İki devleti çözüm önerisine tamamen karşı olduklarını ifade eden Küçük, "Böyle bir düşüncenin Müslümanların aklının ucundan bile geçmemesi lazım. Zaten halklar da bunu asla kabul etmezler. Bu çok ağır bir çözüm önerisidir. İslam Ümmetinin tarihine, kültürüne, fıkhına aykırı bir çözüm önerisidir. Bu çözüm önerisi bu sorunu bitirmez. Sadece polis gücü olan, diş güvenliğini İsrail'in sağladığı küçük bir Filistin devleti istiyorlar. Bu devlet tamamen İsrail'e mahkûm olacak. İlginç olan çevre ülkelerdeki liderler bu çözümü çoktan kabul etmişler; ama Yahudiler bunu kabul etmiyor. Biz Filistin'de bir karış topraktan vazgeçemeyiz. Çözüm bu değildir. Bu çözüm bizi bitirir, bizi öldürür. Bu çözüm önerisi oradaki Yahudi varlığını tamamen pekiştirmektir." şeklinde konuştu.

"Yahudilere verilecek bir karış toprağımız yok"
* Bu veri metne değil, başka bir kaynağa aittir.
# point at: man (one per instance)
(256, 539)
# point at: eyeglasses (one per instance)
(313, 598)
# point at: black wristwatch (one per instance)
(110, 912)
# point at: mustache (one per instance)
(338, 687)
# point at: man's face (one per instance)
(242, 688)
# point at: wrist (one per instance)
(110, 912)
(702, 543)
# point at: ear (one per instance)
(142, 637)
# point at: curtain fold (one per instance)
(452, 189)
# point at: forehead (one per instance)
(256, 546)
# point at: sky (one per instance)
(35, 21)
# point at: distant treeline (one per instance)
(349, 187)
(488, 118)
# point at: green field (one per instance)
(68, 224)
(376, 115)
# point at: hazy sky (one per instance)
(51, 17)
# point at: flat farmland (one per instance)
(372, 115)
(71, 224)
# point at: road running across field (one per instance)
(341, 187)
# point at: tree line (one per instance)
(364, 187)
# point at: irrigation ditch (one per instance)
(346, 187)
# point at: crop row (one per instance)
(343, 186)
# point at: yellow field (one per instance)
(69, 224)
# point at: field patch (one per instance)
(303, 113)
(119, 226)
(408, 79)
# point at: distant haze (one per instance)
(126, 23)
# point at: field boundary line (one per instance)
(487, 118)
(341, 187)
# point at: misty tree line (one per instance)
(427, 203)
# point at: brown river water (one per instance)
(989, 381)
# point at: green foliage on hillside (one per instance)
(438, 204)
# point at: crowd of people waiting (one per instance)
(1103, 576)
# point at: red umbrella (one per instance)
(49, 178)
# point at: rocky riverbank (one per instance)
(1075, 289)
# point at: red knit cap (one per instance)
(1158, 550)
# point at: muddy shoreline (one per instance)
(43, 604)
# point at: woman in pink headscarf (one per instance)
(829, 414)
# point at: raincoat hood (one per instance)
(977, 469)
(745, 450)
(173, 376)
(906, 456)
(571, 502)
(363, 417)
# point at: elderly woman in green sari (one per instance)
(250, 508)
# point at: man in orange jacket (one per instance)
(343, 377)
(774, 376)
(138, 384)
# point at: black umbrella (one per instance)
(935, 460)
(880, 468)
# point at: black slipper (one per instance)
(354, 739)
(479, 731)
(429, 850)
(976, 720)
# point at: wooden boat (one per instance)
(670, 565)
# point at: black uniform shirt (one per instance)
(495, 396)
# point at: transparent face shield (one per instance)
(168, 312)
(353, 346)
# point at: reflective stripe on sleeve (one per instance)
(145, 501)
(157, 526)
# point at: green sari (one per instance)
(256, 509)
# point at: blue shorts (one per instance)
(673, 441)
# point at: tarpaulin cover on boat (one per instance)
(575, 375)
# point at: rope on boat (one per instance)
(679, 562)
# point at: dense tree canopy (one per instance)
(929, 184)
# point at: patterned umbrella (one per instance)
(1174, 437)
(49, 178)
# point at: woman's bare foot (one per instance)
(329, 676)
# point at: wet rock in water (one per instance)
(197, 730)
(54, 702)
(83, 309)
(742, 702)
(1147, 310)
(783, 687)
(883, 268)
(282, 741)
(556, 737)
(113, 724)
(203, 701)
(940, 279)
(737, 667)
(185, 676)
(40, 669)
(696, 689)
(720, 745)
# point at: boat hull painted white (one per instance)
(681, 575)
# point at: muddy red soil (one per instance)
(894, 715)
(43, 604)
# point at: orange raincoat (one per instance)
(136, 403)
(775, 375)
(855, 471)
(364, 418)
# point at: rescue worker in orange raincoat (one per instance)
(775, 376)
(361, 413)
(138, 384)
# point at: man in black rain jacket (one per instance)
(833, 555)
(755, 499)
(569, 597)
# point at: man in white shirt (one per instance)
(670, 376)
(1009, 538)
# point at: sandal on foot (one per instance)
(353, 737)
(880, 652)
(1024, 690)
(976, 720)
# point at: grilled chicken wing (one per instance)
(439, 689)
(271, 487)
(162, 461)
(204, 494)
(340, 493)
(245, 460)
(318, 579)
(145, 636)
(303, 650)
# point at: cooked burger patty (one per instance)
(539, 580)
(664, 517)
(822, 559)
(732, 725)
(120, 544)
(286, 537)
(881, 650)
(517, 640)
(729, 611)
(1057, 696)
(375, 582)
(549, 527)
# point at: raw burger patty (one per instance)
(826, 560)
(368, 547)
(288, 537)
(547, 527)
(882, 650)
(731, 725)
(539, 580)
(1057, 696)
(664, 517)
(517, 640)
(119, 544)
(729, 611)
Türkiye'nin geçmişte yaptığı yanlıştan geri dönmesi gerektiğini belirten Küçük, "Türkiye ne yapabilir? Türkiye bir zamanlar İsrail'i devlet olarak kabul etmişti. Şimdi meclisi toplansınlar ve İsrail'i devlet olarak kabul etme kararını geri alsınlar. Çünkü İsrail bir devlet gibi hareket etmiyor. Halen sınırları ortada yok. Sınırları olmayan bir bela ve musibet ile karşı karşıyayız. Asla ve asla iki çözümlü devlete angaje ve ön ayak olmayalım. Köklü Değişim olarak çözüm önerimiz: Filistin'de Yahudilere verilecek bir karış toprağımız yok. Ancak şöyle olabilir. Filistin'de İslami bir yönetim kurulursa dışardan gelmemek şartıyla oradaki Yahudiler bir vatandaş olarak İslam yönetiminin eli altında yaşayabilirler." dedi.